Just at that moment the curate, looking back, saw coming on behind them

six or seven mounted men, well found and equipped, who soon overtook

them, for they were travelling, not at the sluggish, deliberate pace of

oxen, but like men who rode canons' mules, and in haste to take their

noontide rest as soon as possible at the inn which was in sight not a

league off. The quick travellers came up with the slow, and courteous

salutations were exchanged; and one of the new comers, who was, in fact,

a canon of Toledo and master of the others who accompanied him, observing

the regular order of the procession, the cart, the officers, Sancho,

Rocinante, the curate and the barber, and above all Don Quixote caged and

confined, could not help asking what was the meaning of carrying the man

in that fashion; though, from the badges of the officers, he already

concluded that he must be some desperate highwayman or other malefactor

whose punishment fell within the jurisdiction of the Holy Brotherhood.

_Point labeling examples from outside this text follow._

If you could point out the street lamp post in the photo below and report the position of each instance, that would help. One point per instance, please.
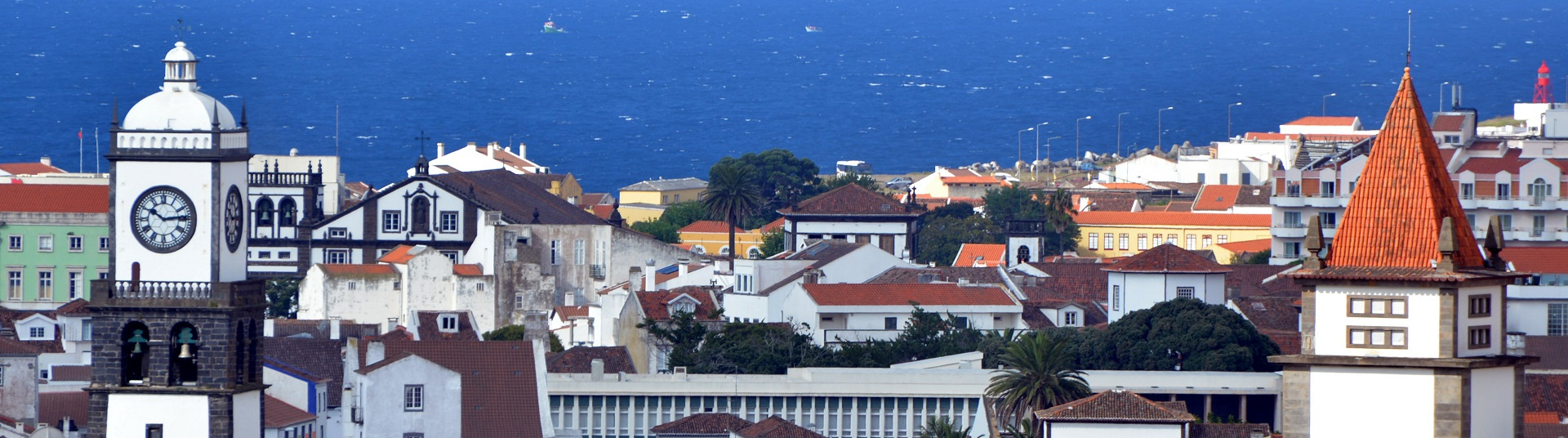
(1228, 118)
(1159, 124)
(1118, 132)
(1036, 163)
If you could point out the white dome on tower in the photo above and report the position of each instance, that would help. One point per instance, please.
(180, 105)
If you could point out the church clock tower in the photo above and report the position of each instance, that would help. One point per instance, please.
(177, 347)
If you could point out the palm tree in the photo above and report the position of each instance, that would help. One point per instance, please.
(941, 427)
(1058, 212)
(733, 194)
(1036, 374)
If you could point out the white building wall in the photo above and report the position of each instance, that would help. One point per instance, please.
(1114, 429)
(1402, 402)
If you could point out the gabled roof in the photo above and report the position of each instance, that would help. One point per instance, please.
(283, 415)
(501, 396)
(1167, 259)
(1114, 405)
(925, 294)
(777, 427)
(54, 199)
(980, 255)
(581, 358)
(1179, 219)
(1401, 199)
(702, 424)
(514, 197)
(356, 269)
(852, 199)
(666, 184)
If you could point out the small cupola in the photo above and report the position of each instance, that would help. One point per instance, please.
(179, 66)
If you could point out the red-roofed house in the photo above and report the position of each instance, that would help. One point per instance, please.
(858, 313)
(1162, 274)
(855, 214)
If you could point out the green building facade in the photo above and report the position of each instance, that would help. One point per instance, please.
(47, 258)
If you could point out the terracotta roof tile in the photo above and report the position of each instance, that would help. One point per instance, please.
(980, 255)
(702, 424)
(1402, 197)
(852, 199)
(777, 427)
(1170, 219)
(1114, 405)
(283, 415)
(925, 294)
(1167, 259)
(581, 358)
(54, 199)
(358, 269)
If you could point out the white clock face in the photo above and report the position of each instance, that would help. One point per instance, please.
(163, 219)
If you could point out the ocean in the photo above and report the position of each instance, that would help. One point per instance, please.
(639, 90)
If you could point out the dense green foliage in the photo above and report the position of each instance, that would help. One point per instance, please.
(942, 236)
(283, 297)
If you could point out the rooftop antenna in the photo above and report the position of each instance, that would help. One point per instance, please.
(179, 29)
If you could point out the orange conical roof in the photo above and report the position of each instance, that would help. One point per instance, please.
(1397, 208)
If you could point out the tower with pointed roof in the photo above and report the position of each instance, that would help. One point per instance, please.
(1402, 325)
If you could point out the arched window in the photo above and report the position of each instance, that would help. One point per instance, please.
(184, 346)
(264, 212)
(134, 351)
(287, 212)
(419, 214)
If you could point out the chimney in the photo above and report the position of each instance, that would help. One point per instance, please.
(649, 283)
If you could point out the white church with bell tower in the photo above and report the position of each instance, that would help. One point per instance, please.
(177, 347)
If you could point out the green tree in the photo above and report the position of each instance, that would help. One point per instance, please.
(1186, 333)
(659, 230)
(283, 297)
(941, 238)
(733, 195)
(1036, 374)
(684, 214)
(941, 427)
(773, 242)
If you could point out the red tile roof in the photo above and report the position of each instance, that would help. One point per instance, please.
(925, 294)
(54, 199)
(656, 305)
(719, 424)
(852, 199)
(1114, 405)
(399, 255)
(1324, 121)
(710, 226)
(1215, 197)
(501, 396)
(980, 255)
(1404, 195)
(1167, 259)
(1450, 123)
(283, 415)
(29, 168)
(1179, 219)
(777, 427)
(356, 269)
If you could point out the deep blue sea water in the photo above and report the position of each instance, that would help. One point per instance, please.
(644, 90)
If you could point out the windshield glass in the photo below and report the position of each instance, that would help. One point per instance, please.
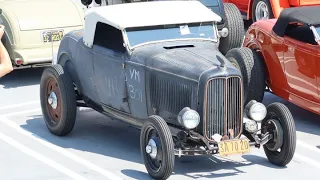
(318, 30)
(141, 35)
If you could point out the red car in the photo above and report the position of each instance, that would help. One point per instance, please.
(268, 9)
(285, 56)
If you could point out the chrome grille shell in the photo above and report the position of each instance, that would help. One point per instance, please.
(223, 107)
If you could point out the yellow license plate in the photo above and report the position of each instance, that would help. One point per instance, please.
(231, 147)
(52, 36)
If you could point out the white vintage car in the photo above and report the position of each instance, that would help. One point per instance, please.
(34, 28)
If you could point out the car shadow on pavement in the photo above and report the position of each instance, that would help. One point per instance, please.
(21, 77)
(95, 133)
(306, 121)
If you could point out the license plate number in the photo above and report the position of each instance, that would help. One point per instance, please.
(231, 147)
(52, 36)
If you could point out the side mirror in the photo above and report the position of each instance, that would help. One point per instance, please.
(97, 2)
(86, 2)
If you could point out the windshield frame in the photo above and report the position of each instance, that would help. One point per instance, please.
(131, 48)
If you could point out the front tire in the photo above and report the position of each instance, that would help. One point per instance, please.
(234, 24)
(58, 100)
(280, 123)
(157, 148)
(252, 70)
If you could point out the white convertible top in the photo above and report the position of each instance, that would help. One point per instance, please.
(142, 14)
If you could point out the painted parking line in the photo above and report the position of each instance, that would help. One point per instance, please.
(60, 150)
(22, 112)
(19, 105)
(307, 146)
(40, 157)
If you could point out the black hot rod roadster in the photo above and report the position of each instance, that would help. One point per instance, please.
(162, 75)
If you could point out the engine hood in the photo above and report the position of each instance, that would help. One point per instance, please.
(188, 62)
(40, 14)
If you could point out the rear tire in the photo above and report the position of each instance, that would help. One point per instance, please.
(234, 24)
(159, 165)
(279, 113)
(252, 70)
(58, 100)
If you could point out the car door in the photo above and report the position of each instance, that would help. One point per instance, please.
(300, 62)
(109, 59)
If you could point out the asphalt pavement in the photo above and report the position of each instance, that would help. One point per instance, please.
(100, 148)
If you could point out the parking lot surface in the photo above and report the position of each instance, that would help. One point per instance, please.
(100, 148)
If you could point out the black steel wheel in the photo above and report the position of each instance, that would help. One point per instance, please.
(234, 24)
(280, 123)
(156, 145)
(252, 68)
(58, 100)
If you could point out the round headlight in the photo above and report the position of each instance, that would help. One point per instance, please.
(189, 118)
(257, 111)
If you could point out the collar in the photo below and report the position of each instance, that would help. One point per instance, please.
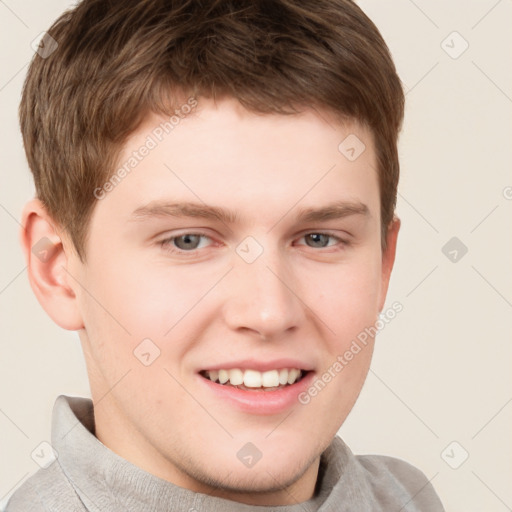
(105, 481)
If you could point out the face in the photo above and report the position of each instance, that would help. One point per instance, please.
(243, 247)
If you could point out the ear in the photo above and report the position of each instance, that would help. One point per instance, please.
(47, 262)
(388, 259)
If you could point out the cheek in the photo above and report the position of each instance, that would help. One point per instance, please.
(348, 300)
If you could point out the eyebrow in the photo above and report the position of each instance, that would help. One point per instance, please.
(154, 209)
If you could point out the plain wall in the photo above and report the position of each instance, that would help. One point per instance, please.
(442, 368)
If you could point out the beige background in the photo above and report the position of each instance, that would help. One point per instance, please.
(442, 368)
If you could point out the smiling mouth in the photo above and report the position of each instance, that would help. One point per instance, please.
(253, 380)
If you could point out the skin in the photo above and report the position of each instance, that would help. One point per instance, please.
(297, 299)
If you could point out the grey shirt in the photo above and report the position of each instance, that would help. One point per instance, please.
(88, 476)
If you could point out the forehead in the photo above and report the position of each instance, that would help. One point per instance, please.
(219, 154)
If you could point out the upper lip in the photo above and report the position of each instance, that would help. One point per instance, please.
(260, 365)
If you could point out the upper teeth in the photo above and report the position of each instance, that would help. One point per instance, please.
(254, 378)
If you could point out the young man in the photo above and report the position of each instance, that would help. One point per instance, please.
(216, 184)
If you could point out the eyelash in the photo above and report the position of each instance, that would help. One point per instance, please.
(166, 244)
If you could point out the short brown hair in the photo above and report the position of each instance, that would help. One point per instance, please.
(116, 61)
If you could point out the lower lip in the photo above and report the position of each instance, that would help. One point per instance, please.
(260, 402)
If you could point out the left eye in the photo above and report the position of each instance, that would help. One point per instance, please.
(187, 242)
(320, 240)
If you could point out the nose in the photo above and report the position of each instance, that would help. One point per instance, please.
(263, 297)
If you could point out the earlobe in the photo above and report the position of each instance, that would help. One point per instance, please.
(388, 258)
(47, 263)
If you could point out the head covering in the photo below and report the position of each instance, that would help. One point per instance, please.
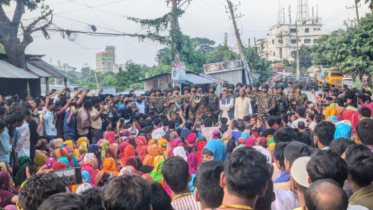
(191, 139)
(85, 176)
(82, 188)
(104, 145)
(83, 148)
(200, 146)
(39, 161)
(111, 152)
(299, 171)
(109, 166)
(157, 175)
(65, 160)
(141, 147)
(82, 139)
(245, 135)
(250, 141)
(342, 130)
(57, 143)
(192, 162)
(110, 136)
(147, 177)
(122, 146)
(217, 148)
(91, 173)
(179, 151)
(60, 152)
(131, 161)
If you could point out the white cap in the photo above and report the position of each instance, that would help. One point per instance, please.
(299, 171)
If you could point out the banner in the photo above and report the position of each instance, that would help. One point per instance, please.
(222, 66)
(178, 72)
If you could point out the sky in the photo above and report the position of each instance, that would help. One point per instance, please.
(202, 18)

One of the officers to whom he had put the question, replied, "Let the

gentleman himself tell you the meaning of his going this way, senor, for

we do not know."


Don Quixote overheard the conversation and said, "Haply, gentlemen, you

are versed and learned in matters of errant chivalry? Because if you are

I will tell you my misfortunes; if not, there is no good in my giving

myself the trouble of relating them;" but here the curate and the barber,

seeing that the travellers were engaged in conversation with Don Quixote,

came forward, in order to answer in such a way as to save their stratagem

from being discovered.


The canon, replying to Don Quixote, said, "In truth, brother, I know more

about books of chivalry than I do about Villalpando's elements of logic;

so if that be all, you may safely tell me what you please."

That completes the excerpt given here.